Réponse : le peuple souverain ne fait que faire les lois (pouvoir législatif). Mais il ne les exécute pas, car ce serait faire quelque chose de particulier. Celui qui les exécute (pouvoir exécutif), c'est le gouvernement, le prince, qui est donc au service de nos intérêts et de notre liberté. Seul il décide du sort des individus, gère les situations concrètes, mais, en étant tenu par les lois. Ce ne sont plus des lois mais des décrets.
Exemples : (1') en vertu de (1) il faut condamner Paul
(2') en vertu de (2) telle partie de la population versera telle somme
Note 2 : nous sommes garantis aussi de n'avoir que des devoirs qui correspondent à des droits (exemple : l'obligation scolaire correspond au droit de participer à la culture)
Problème : un Etat dans lequel le citoyen ne peut s'opposer aux lois est-il encore un Etat digne de ce nom, un Etat juste? Certes, chez Rousseau, ça marche parce que les citoyens sont raisonnables, éduqués, et en petit nombre. Mais là où ces conditions ne sont pas réunies, peut-il y avoir volonté générale? Peut-on être sûr que les lois sont toujours l'expression de la volonté générale? -cf. fait que pas de démocratie directe possible. Pourquoi descendons-nous parfois dans la rue pour déclarer que les lois sont injustes? (donc, ne peuvent être reçues comme loi!)
ANNEXE : BODIN, LES SIX LIVRES DE LA RÉPUBLIQUE (1576).
Définition Etat : "République est un droit de gouvernement de plusieurs ménages et de ce qui leur est commun avec puissance souveraine".
L'Etat remplace le lien civil établi sur la guerre et les conquêtes.
La souveraineté n'est ni impériale ni seigneuriale.
1) L'empire : cf. Digeste; romains. Sa première caractéristique est l'épée, le glaive militaire. La fonction de l'imperator est donc militaire.
2) La seigneurie : (dominium) forme dominiale du pouvoir.

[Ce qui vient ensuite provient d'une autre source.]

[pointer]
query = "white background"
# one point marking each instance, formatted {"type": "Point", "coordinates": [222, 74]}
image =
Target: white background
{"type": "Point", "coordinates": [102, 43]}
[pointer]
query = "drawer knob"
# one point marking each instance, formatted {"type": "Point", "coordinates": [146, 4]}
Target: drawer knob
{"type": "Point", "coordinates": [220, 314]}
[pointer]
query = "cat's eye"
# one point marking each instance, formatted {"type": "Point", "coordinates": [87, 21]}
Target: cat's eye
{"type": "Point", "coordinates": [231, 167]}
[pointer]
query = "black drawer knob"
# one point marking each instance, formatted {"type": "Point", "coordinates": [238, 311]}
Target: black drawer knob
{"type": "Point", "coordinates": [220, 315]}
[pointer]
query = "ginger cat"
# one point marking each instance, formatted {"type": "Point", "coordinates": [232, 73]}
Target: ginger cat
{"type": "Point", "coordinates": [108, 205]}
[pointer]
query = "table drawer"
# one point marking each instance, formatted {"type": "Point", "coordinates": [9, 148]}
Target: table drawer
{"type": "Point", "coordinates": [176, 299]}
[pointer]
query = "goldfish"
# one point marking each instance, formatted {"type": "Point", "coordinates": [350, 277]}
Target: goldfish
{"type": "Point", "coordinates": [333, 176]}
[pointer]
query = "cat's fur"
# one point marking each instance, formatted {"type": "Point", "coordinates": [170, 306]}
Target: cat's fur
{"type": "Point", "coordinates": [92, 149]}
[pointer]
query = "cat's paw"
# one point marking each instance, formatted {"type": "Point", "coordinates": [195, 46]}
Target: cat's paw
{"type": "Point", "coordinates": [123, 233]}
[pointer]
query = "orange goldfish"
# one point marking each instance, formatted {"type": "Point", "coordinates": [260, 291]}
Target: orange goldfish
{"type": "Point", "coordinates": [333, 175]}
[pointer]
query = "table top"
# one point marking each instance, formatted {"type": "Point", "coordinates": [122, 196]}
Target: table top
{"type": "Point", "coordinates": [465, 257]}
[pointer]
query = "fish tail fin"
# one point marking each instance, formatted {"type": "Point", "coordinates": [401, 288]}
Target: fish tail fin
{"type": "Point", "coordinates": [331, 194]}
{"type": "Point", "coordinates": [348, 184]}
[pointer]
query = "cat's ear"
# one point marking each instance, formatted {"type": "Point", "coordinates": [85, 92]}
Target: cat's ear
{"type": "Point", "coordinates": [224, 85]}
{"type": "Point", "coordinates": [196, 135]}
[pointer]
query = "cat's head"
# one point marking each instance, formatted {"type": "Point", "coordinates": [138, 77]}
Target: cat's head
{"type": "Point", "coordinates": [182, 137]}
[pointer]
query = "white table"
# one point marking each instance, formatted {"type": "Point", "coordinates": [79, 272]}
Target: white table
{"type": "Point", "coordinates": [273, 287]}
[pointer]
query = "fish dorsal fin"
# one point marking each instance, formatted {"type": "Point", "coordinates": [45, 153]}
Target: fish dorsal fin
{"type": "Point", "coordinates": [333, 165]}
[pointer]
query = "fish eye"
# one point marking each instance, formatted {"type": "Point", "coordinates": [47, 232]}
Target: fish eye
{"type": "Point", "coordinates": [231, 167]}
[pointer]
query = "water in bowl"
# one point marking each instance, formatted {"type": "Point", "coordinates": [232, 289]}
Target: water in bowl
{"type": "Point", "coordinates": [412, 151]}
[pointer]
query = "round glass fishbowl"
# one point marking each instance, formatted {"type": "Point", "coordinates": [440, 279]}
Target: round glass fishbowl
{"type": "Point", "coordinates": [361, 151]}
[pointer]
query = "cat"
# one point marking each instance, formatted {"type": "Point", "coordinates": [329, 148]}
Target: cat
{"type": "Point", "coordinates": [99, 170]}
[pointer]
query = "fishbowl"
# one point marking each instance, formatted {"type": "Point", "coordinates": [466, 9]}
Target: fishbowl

Souvent, la seigneurie est acquise par la guerre., le brigandage et le coup de force. Mais surtout, c'est la "puissance en propriété" : les relations publiques sont confondues avec les rapports individuels; il amalgame les liens privés des hommes entre eux avec les rapports qu'ils entretiennent avec les choses. Il traite les personnes comme des biens, il exerce le pouvoir comme on use du droit de propriété. Le dominium est l'asservissement, l'appropriation par le maître, d'un corps humain comme sa chose.
3) La souveraineté : pouvoir légitime.
a) contrairement au pouvoir 1), il n'est donc pas fondé sur la force. Sa caractéristique première n'est pas militaire mais civile (avant l'épée, la balance ou épée de justice). La législation l'emporte sur l'armée, la politique intérieure sur l'extérieure.

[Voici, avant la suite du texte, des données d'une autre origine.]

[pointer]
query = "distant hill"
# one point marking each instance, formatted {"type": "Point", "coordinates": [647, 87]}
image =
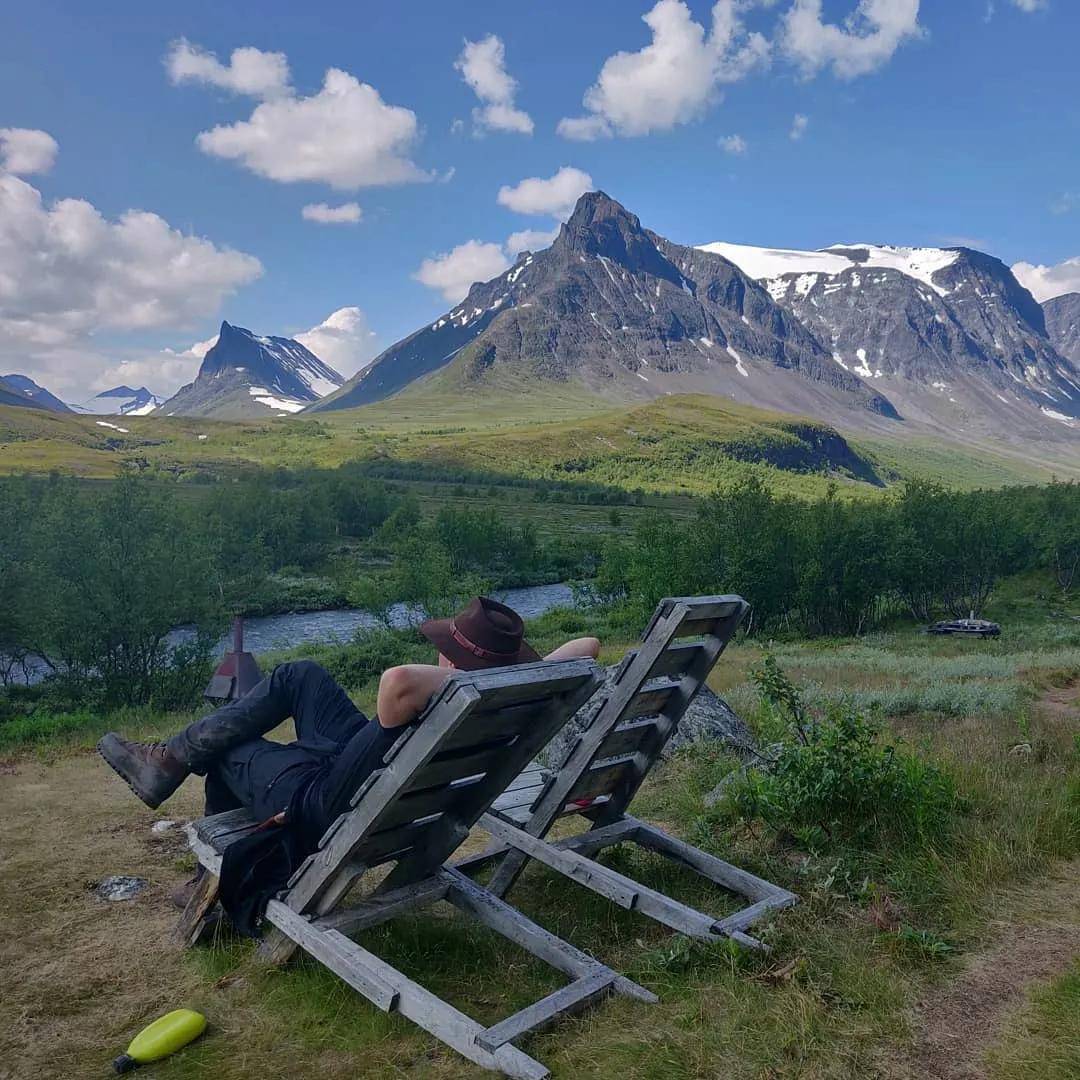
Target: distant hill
{"type": "Point", "coordinates": [34, 393]}
{"type": "Point", "coordinates": [629, 315]}
{"type": "Point", "coordinates": [120, 401]}
{"type": "Point", "coordinates": [247, 376]}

b) la relation de maîtrise de 2) n'est pas l'équivalent de la relation politique.. On ne doit pas traiter les sujets comme des esclaves ni tenir les hommes pour des choses car les hommes sont à l'image de Dieu et donc libres. La puissance n'est pas une propriété.
La puissance est une "fonction publique" : elle n'appartient ni aux seigneurs, ni au prince, ni à l'Etat. Elle EST l'Etat. Le prince n'a pas la propriété du pouvoir parce que le pouvoir est un bien commun et par conséquent n'est pas une propriété privée. Il est un lien civil fondé sur la loi. Ainsi :
- le droit public n'est pas une émanation du droit privé
- le rapport politique ne dérive pas d'un rapport de propriété.